Golden Wonder launched Pot Noodle in 1979, the year Margaret Thatcher came to power. The concept came from Japan, where Cup Ramen has none of the slobby connotations of its British cousin. For a while we were confused. Pot Noodle seemed to belong to an earlier era of space-age, dehydrated food (Vesta curries, Smash), while embracing a new trend for "pit-stop dining". Since it had similar rivals, such as Knorr's Knoodles and Batchelors Snackpots, it took some time to enter the national psyche as a mythically naff snack.
By 1988, however, the writer Philip Norman was complaining about "the patriotism which, after Pot Noodles, must rank as the Eighties' great synthetic triumph". Early Pot Noodle commercials were defensive - it was always tastier and more sophisticated than you imagined.
In 1993, the second age began when Pot Noodle moved its advertising account to HHCL, which produced a dozen years of postmodern campaigns. Terry, a nerdy, camcorder-carrying Welshman, asked: "How can Pot Noodle be faffy food?
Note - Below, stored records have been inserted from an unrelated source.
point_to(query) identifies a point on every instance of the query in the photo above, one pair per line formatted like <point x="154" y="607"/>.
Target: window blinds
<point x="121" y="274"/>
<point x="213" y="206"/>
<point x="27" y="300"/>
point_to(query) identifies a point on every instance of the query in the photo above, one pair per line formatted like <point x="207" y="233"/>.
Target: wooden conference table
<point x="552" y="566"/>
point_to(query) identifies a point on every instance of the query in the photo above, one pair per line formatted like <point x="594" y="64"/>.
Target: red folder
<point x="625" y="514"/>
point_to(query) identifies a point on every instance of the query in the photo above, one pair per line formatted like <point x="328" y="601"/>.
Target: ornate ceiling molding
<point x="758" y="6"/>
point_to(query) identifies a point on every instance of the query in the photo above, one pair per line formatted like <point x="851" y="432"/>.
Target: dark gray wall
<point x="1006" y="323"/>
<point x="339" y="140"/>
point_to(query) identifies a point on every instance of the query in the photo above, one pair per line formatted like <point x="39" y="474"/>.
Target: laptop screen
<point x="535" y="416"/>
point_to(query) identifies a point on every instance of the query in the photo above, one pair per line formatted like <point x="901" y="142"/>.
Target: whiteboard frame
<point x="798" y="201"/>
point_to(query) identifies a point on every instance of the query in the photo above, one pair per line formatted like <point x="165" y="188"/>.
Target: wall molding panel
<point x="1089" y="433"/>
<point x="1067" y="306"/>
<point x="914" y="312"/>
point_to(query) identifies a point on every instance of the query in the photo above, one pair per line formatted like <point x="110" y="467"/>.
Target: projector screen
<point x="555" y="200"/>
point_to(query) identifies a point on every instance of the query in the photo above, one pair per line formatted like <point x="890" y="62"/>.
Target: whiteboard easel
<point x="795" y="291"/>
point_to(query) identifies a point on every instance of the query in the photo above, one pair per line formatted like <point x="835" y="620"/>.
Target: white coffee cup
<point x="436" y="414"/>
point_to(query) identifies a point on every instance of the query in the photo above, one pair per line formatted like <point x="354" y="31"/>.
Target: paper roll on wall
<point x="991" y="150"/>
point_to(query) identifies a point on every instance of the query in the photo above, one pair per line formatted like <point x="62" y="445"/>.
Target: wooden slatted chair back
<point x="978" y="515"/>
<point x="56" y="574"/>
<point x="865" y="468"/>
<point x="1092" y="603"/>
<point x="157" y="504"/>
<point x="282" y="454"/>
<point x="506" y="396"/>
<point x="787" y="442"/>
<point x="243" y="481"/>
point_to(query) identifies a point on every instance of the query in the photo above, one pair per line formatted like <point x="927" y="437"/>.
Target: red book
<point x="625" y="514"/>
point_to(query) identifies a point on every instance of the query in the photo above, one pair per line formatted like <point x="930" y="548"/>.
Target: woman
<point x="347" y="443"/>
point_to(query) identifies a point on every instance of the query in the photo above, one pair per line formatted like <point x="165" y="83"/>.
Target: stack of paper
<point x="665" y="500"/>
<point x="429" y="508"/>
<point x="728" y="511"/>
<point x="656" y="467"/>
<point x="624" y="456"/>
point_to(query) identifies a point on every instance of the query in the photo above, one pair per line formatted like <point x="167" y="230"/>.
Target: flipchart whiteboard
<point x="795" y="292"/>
It's too gorgeous." Real Pot Noodle-eating men got into fights with weedy men in T-shirts emblazoned with "Rocket" and "Brown Rice". These campaigns were aimed at young consumers who were irony-literate but felt excluded from middle-class, metropolitan cuisine. They came at the same time as the core ingredient of Pot Noodle was moving upmarket, with the arrival of trendy noodle-bar chains such as Wagamama.
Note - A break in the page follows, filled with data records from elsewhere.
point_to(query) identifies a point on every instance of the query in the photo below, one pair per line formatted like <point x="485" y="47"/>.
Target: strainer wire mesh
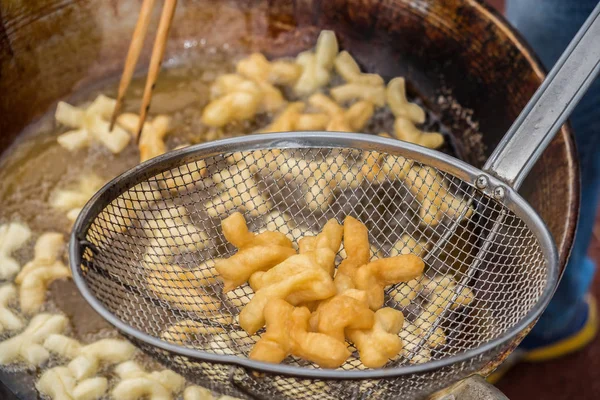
<point x="148" y="251"/>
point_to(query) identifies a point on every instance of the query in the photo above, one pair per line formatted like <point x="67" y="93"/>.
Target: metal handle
<point x="550" y="106"/>
<point x="472" y="388"/>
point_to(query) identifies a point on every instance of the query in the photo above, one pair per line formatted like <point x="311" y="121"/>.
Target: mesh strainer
<point x="164" y="216"/>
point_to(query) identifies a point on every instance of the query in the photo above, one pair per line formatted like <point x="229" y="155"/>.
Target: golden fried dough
<point x="346" y="310"/>
<point x="378" y="274"/>
<point x="288" y="334"/>
<point x="380" y="343"/>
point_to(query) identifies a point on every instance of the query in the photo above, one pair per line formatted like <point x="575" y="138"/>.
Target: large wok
<point x="472" y="69"/>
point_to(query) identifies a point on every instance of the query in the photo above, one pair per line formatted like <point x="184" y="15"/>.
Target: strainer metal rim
<point x="314" y="139"/>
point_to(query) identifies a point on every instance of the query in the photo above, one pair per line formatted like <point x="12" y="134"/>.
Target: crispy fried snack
<point x="432" y="192"/>
<point x="298" y="279"/>
<point x="398" y="103"/>
<point x="292" y="118"/>
<point x="317" y="65"/>
<point x="38" y="273"/>
<point x="236" y="98"/>
<point x="352" y="119"/>
<point x="361" y="91"/>
<point x="257" y="252"/>
<point x="356" y="245"/>
<point x="329" y="238"/>
<point x="288" y="334"/>
<point x="348" y="69"/>
<point x="378" y="274"/>
<point x="380" y="343"/>
<point x="349" y="310"/>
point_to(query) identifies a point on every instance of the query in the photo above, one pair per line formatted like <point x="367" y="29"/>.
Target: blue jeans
<point x="549" y="26"/>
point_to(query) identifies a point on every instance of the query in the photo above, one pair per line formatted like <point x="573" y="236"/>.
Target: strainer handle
<point x="550" y="106"/>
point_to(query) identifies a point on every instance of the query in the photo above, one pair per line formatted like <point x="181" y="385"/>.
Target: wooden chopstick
<point x="155" y="61"/>
<point x="133" y="54"/>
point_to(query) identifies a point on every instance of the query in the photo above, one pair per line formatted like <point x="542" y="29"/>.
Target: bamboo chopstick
<point x="133" y="54"/>
<point x="155" y="61"/>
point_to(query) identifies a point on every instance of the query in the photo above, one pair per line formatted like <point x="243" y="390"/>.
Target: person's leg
<point x="548" y="26"/>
The problem with all this "constructive negativity", as advertisers like to call it, was that there was only one way to go: downmarket. Pot Noodle campaigns became more extreme. Only a year ago, men with bulges in their trousers were admitting to having "the Pot Noodle horn".
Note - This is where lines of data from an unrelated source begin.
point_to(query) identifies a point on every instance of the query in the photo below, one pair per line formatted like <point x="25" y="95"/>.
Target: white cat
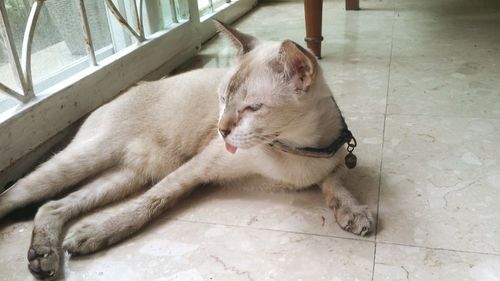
<point x="276" y="122"/>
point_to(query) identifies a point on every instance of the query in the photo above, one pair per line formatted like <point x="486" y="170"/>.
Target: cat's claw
<point x="355" y="219"/>
<point x="43" y="262"/>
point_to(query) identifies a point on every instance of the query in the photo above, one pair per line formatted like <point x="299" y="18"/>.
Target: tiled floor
<point x="419" y="82"/>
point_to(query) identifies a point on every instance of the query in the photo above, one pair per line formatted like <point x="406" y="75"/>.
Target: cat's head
<point x="263" y="96"/>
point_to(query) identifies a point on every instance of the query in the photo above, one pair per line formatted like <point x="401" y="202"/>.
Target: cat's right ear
<point x="243" y="43"/>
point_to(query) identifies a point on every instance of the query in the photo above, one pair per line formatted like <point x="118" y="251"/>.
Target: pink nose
<point x="225" y="132"/>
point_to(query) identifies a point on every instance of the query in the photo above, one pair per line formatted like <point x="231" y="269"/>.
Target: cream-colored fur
<point x="166" y="135"/>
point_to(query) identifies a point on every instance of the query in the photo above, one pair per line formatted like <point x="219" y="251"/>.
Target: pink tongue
<point x="230" y="148"/>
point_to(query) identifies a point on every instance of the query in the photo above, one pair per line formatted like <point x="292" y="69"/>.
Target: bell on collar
<point x="350" y="160"/>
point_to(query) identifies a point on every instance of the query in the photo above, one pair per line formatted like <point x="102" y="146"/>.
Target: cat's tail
<point x="78" y="161"/>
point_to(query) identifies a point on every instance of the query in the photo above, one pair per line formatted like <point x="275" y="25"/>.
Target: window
<point x="61" y="59"/>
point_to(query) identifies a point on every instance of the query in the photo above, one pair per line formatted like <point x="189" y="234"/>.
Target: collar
<point x="325" y="152"/>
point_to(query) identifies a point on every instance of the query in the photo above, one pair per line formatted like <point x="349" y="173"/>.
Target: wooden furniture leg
<point x="314" y="10"/>
<point x="352" y="5"/>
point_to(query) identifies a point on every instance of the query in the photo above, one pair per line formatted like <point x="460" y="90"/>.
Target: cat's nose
<point x="224" y="132"/>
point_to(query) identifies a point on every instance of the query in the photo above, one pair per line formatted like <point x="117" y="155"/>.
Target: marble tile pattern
<point x="418" y="82"/>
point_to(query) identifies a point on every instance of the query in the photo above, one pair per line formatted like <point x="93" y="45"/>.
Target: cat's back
<point x="175" y="100"/>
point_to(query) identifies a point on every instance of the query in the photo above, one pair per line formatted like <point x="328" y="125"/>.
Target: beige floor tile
<point x="174" y="250"/>
<point x="402" y="263"/>
<point x="449" y="86"/>
<point x="359" y="84"/>
<point x="440" y="183"/>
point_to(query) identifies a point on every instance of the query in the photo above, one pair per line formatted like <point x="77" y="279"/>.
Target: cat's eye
<point x="254" y="107"/>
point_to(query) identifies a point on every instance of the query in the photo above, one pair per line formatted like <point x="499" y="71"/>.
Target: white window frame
<point x="25" y="128"/>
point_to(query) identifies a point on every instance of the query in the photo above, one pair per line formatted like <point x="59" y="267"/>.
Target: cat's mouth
<point x="230" y="148"/>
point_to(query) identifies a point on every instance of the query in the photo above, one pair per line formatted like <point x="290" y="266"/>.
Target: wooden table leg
<point x="352" y="5"/>
<point x="313" y="10"/>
Now the third age has begun. According to the new ads, Pot Noodle is part of our heritage and even of the earth itself.
But none of this seems to make any difference, as Pot Noodle sales have remained remarkably consistent over the years. In a recent survey for Marketing magazine, Pot Noodle was voted Britain's most hated brand, yet a quarter of the population has bought a Pot Noodle in the past year. As Joanna Blythman shows in her recent book Bad Food Britain, the nation's so-called "foodie culture" is a Potemkin village - a beautiful edifice of farmers' markets and gastropubs, behind which we are all stuffing ourselves with microwaveable chips and pot snacks.
Some clichés are true: the main consumers of Pot Noodles are teenagers and students. On a recent residential weekend with my students, I was given the task of buying the food. When I arrived loaded with shopping bags, the students castigated me for not buying any Pot Noodles. They were stranded in a remote part of the Lleyn Peninsula without their staple food. They persuaded me to drive to the nearest garage to buy some, and there I was confronted by a phenomenon I had never noticed before: a themed shelf full of Pot Noodles, in subtly different shades, like a Rothko painting. There was even a hot-water dispenser for people who could not wait to get to a kettle.
The world since 1979 has changed totally beyond recognition. But some things in life remain the same: death, taxes, and Pot Noodle.